Les rapports de durabilité extra-financiers imposent de montrer les moyens. Par exemple, les ESRS E1 et les Disclosures B3 et C3 de la VSME, consacrés au changement climatique, exigent que les entreprises publient :
- Un plan de transition crédible, aligné avec les objectifs de l’Accord de Paris
- Les politiques et actions concrètes mises en place
- Et surtout, la manière dont ces actions sont dotées en ressources financières et organisationnelles
Sans budget, la stratégie climat reste un vœu pieux
Les entreprises doivent donc démontrer les investissements mis au service de leur transition. Le pilotage financier de la décarbonation permet de modéliser précisément l’impact économique des actions, en intégrant les coûts d’investissement (CapEx), les coûts opérationnels (OpEx) et les durées d’amortissement des leviers de réduction des émissions.
La transition écologique est coûteuse. Rénover des bâtiments, verdir des flottes logistiques, intégrer des critères ESG dans les achats, transformer une chaîne de production... Tout cela implique des arbitrages budgétaires forts, souvent sur plusieurs exercices.
Malheureusement, de nombreuses entreprises tombent dans le piège du « greenwashing stratégique » : elles fixent des objectifs climatiques ambitieux, mais sans y allouer de budget dédié. Ces engagements finissent alors dans un rapport, jamais mis en œuvre. Les directions financières et les comités d’investissement ont aujourd’hui un rôle pivot à jouer. Il est temps de penser la transition comme un actif stratégique, et non comme un coût.
Financer pour transformer, pas seulement pour compenser
Le financement de la transition et de la décarbonation reste un levier de performance :
- Réduire ses expositions aux risques physiques ou de transition (hausse des prix de l’énergie, régulations carbone, pénurie de matières, etc.) ;
- Gagner en compétitivité en anticipant la demande des clients, des investisseurs, des talents ;
- Accéder à des financements durables (obligations vertes, prêts à impact, subventions publiques...) ;
- Et valoriser ses actifs immatériels (marque, réputation, relation avec les parties prenantes).

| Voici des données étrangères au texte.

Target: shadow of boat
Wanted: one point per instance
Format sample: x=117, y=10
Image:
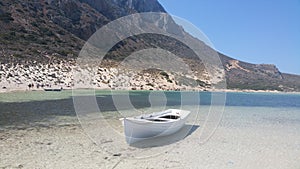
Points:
x=166, y=140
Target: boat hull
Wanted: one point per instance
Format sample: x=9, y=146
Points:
x=137, y=130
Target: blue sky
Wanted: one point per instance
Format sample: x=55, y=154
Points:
x=256, y=31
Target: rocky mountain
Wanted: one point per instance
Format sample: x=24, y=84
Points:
x=47, y=31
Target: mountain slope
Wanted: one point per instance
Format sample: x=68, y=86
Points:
x=55, y=30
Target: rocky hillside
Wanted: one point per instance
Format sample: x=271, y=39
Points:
x=54, y=31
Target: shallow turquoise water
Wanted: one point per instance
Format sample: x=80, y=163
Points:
x=34, y=107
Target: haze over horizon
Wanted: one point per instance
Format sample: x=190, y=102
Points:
x=260, y=32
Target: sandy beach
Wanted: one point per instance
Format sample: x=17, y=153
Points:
x=246, y=137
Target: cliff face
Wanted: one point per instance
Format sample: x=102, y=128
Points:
x=47, y=30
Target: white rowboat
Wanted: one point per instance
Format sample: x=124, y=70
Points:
x=154, y=125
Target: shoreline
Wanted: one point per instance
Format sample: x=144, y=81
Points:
x=22, y=90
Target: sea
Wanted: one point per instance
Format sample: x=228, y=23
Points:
x=29, y=108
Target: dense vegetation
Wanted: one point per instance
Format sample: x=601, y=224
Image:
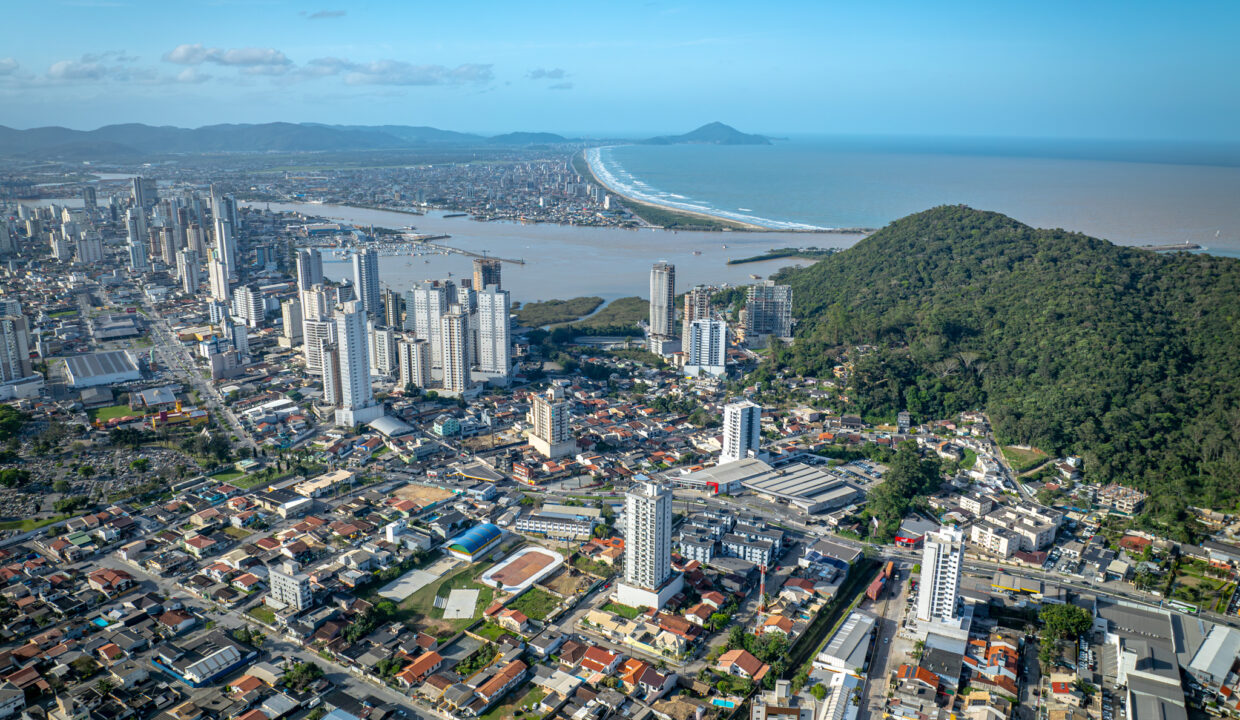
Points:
x=776, y=253
x=620, y=314
x=1073, y=345
x=552, y=311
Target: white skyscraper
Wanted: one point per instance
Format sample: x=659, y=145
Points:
x=352, y=347
x=217, y=273
x=494, y=342
x=249, y=305
x=290, y=316
x=8, y=237
x=647, y=547
x=226, y=244
x=549, y=429
x=239, y=338
x=769, y=310
x=707, y=348
x=486, y=272
x=309, y=268
x=316, y=327
x=742, y=430
x=429, y=304
x=329, y=357
x=662, y=300
x=187, y=270
x=366, y=280
x=697, y=306
x=89, y=249
x=413, y=357
x=382, y=351
x=454, y=338
x=941, y=560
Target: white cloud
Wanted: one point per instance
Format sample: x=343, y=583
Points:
x=554, y=73
x=393, y=72
x=191, y=76
x=73, y=70
x=249, y=57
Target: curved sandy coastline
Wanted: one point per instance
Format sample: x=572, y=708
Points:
x=604, y=176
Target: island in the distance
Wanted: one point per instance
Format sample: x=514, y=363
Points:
x=711, y=134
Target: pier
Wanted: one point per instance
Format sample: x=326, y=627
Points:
x=408, y=245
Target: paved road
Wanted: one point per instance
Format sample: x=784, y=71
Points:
x=177, y=360
x=890, y=612
x=277, y=647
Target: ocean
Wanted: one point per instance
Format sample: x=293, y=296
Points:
x=1115, y=193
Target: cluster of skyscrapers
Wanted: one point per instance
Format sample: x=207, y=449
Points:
x=704, y=336
x=440, y=335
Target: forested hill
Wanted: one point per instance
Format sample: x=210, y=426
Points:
x=1124, y=356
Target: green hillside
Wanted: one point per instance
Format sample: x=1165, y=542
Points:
x=1124, y=356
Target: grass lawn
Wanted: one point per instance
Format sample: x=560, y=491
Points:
x=593, y=566
x=526, y=703
x=536, y=602
x=490, y=631
x=112, y=412
x=1023, y=460
x=420, y=607
x=621, y=610
x=27, y=524
x=251, y=481
x=230, y=477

Ce n’est donc pas un coût : c’est une transformation économique. Et cette transformation est mesurable. Les indicateurs de performance extra-financière deviennent partie intégrante du pilotage stratégique des entreprises. Le pilotage financier de la décarbonation peut devenir un levier d'alignement stratégique et d’innovation.

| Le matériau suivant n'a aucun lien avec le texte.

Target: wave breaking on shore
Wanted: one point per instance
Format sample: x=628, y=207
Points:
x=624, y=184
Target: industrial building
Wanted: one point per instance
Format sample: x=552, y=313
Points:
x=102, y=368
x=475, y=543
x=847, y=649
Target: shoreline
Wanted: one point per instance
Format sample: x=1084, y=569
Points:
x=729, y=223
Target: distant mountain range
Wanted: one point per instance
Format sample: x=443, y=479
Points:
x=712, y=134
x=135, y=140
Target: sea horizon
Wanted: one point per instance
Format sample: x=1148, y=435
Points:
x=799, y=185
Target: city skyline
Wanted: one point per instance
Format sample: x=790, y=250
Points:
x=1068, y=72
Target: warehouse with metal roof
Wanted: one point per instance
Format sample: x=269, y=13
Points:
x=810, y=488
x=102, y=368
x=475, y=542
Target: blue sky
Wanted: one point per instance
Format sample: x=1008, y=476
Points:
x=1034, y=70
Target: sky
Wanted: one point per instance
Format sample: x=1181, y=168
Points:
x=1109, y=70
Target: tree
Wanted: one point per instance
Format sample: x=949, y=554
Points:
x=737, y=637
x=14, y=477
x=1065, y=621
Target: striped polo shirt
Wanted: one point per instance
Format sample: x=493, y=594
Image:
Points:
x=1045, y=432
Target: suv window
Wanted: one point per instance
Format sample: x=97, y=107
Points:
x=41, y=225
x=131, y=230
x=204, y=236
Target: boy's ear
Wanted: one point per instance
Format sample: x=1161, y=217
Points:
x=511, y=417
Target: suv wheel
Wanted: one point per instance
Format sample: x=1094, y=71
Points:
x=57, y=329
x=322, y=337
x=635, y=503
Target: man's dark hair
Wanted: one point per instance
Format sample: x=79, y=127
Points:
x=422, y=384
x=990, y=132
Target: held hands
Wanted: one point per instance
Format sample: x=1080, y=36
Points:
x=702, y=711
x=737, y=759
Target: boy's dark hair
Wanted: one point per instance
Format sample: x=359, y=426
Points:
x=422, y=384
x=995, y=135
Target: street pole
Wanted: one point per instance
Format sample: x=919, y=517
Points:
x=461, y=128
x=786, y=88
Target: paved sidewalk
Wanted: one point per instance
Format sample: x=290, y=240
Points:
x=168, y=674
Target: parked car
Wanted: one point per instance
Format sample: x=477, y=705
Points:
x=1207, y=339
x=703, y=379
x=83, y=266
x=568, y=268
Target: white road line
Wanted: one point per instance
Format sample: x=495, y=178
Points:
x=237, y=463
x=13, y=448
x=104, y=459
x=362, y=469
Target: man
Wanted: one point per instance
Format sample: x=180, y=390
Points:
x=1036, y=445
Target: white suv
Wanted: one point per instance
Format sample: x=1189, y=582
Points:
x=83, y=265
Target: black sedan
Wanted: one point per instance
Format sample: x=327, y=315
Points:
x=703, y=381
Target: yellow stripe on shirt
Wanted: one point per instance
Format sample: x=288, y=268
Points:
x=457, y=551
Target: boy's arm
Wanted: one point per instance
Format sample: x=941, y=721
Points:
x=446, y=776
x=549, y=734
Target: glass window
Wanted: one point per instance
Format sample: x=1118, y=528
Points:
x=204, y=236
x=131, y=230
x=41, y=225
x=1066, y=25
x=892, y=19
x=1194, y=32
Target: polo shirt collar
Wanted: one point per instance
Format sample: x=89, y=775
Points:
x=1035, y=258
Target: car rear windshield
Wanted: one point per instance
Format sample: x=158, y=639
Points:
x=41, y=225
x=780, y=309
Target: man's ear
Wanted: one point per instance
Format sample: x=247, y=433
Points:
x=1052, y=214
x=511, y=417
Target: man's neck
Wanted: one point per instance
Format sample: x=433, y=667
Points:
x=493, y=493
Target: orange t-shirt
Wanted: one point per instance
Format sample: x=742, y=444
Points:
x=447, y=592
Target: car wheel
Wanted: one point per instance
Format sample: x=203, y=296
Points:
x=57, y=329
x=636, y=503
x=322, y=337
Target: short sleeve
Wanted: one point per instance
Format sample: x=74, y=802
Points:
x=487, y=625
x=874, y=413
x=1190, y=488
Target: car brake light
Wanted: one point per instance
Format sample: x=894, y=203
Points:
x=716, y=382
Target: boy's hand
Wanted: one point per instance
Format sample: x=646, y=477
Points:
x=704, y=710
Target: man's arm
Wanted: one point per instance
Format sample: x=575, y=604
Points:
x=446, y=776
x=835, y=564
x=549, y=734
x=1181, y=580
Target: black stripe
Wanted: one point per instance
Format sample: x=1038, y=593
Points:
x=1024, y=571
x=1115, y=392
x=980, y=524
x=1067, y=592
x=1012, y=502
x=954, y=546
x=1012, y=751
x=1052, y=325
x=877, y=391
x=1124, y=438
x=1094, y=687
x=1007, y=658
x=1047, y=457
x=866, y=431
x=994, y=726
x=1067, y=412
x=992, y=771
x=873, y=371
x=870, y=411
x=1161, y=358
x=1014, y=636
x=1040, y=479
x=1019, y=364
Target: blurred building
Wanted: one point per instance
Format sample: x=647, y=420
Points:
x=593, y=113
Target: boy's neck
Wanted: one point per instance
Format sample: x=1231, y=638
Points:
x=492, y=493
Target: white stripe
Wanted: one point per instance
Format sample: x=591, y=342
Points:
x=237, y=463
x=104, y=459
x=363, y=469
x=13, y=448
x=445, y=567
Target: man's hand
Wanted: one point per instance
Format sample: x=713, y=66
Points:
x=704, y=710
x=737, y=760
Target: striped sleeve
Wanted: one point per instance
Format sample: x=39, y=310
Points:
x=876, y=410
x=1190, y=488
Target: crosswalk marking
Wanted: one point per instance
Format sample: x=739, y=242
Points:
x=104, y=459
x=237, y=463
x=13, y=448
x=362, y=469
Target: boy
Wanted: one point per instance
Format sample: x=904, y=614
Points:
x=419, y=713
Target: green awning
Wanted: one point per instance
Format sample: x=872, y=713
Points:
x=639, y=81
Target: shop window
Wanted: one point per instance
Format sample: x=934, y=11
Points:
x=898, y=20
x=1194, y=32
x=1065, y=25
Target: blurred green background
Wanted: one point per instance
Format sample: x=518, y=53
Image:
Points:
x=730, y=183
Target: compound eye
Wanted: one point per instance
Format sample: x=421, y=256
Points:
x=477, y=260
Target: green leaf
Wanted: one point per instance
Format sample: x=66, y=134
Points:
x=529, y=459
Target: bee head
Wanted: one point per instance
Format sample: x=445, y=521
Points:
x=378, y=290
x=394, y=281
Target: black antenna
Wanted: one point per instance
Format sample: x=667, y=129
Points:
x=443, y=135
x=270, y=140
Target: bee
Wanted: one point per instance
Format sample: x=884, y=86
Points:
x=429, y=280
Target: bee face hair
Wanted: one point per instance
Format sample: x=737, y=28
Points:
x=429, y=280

Un plan climat sans financement restera un mirage stratégique. Les émissions, elles, continueront. Si l’on veut aligner les trajectoires économiques avec les limites planétaires, il ne suffit plus de planifier : il faut budgéter, piloter, et démontrer. En intégrant étroitement les dimensions carbone et financière, les entreprises renforcent leur compétitivité et leur résilience dans un contexte économique et réglementaire en pleine mutation.